[Date Prev][Date Next][Thread Prev][Thread Next][Date Index][Thread Index]

[Support #CUV-251255]: Nccopy extremly slow / hangs



Hi Mark,

I've created another Jira issue for this problem, which you can track here:

  https://www.unidata.ucar.edu/jira/browse/NCF-85

Currently by manually adding a specification to use 4GB of chunk cache
to nccopy, it's possible to rechunk for time series access in under 10
minutes.  This is from the original 17.5GB netCDF-3classic file with 
time being a record dimension (but works just as well if time is a 
fixed-size dimension) to a 203MB compressed netCDF-4 classic model file, 
using made-up data:

   ./nccopy -d1 -k4 -m 6G -c time/1698,latitude/7,longitude/6 classic.nc 
reshaped.nc

With real data that's less compressible I expect your rechunking will
take somewhat longer, but I can't estimate how much.

Although eventually I'd like to modify nccopy to figure out a good
size for the chunk cache without need for user guidance, for now I'm
adding an option so you'll be able to specify the size of chunk cache
to use, so you can experiment with what works best for your data.

I'll let you know when a modified nccopy.c will be available with the
changes to try out.  I'm be interested in whether you will get similar
results to the above with real data.

--Russ  

> > Thanks for filling me in - finding a bug is not such a bad thing! :-) I'm 
> > currently away on holiday the next week or two, so I won't be able to try 
> > it for a while.

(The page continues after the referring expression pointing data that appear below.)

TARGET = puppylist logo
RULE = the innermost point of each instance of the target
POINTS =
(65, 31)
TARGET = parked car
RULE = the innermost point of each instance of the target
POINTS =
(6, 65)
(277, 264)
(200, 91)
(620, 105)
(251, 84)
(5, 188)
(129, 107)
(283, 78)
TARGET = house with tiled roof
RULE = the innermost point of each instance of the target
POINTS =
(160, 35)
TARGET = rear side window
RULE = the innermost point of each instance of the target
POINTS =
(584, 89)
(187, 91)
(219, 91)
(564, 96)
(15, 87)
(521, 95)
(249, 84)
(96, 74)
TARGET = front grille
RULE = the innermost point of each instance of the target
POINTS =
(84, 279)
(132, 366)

But please let me know how things process with the rest of 
> > it .
> 
> Your example revealed another bug in the way the netCDF-4 library chooses 
> default chunk sizes for variables.  You may have noticed that if you use 
> nccopy on your original classic format file to copy your 17GB file to a 
> netCDF-4 file without compression, the result is 24GB.  This was entirely due 
> to bad default chunksizes chosen for the latitude and longitude dimensions.  
> When I fixed the code to select better defaults, the netCDF-4 fie is 
> essentially the same size, 17 GB, with the big variable chunked using 
> chunksizse s809 and 798 for lat and lon instead of 382 and 376.  See the 
> following Jira entry for details:
> 
> https://www.unidata.ucar.edu/jira/browse/NCF-81
> 
> This would have affected the time taken to rechunk the data somewhat, but 
> still doesn't explain why it took so long or hung.  I'm still working on that 
> ...
> --Russ
> 
> > Mark
> >
> >
> > ________________________________________
> > Fra: Unidata netCDF Support [address@hidden]
> > Sendt: 21. juni 2011 19:21
> > Til: Mark Payne
> > Cc: address@hidden
> > Emne: [Support #CUV-251255]: Nccopy extremly slow / hangs
> >
> > Mark,
> >
> > > Thanks for the reply. I attach here a copy of ncdump -c foo.nc.
> > >
> > > I've been playing some more, and have been able to make some progress by 
> > > working in stages:
> > >
> > > nccopy -u -k3 -d0 foo.nc intermediate.nc
> > > nccopy -c time/1,longitude/6,latitude/7 intermediate.nc intermediate2.nc
> > > nccopy -c time/1698,longitude/6,latitude/7 intermediate2.nc 
> > > intermediate3.nc
> >
> > In looking into your problem, I discovered an embarrassing bug in
> > nccopy.  For netCDF-4 input files, it was ignoring the -d option.  This
> > is now fixed in the snapshot, but unfortunately didn't make the 4.1.3
> > release last Friday.  The fix is fairly simple, just deleting a couple of
> > lines in ncdump/nccopy.c, which you can get from
> >
> > http://svn.unidata.ucar.edu/repos/netcdf/trunk/ncdump/nccopy.c
> >
> > I don't think this fix helps your problem, but it may clear up questions
> > about why nccopy doesn't seem to be working as documented on netCDF-4
> > input files when parameters are specified to change the compression or
> > chunking in the output copy.
> >
> > I'm now digging into how to solve your problem, and I'm pretty sure it will
> > involve providing better variable chunk cache parameters for both the input
> > and output variable.  This is a very good example for seeing how using the
> > default chunk cache settings doesn't perform very well on this kind of large
> > multi-dimensional transpose operation.  I'll let you know when I have some
> > progress to report ...
> >
> > --Russ
> >
> > > Its the last line that it stalls on. I have been able to get nccopy to 
> > > run to completion using
> > >
> > > nccopy -c time/2 intermediate2.nc intermediate3.nc
> > >
> > > but time/1698 fails - and even takes the rest of the machine with it 
> > > sometimes! :-(
> >
> > Russ Rew                                         UCAR Unidata Program
> > address@hidden                      http://www.unidata.ucar.edu
> >
> >
> >
> > Ticket Details
> > ===================
> > Ticket ID: CUV-251255
> > Department: Support netCDF
> > Priority: Normal
> > Status: Closed
> >
> >
> 
> Russ Rew                                         UCAR Unidata Program
> address@hidden                      http://www.unidata.ucar.edu
> 
> 

Russ Rew                                         UCAR Unidata Program
address@hidden                      http://www.unidata.ucar.edu



Ticket Details
===================
Ticket ID: CUV-251255
Department: Support netCDF
Priority: Normal
Status: Closed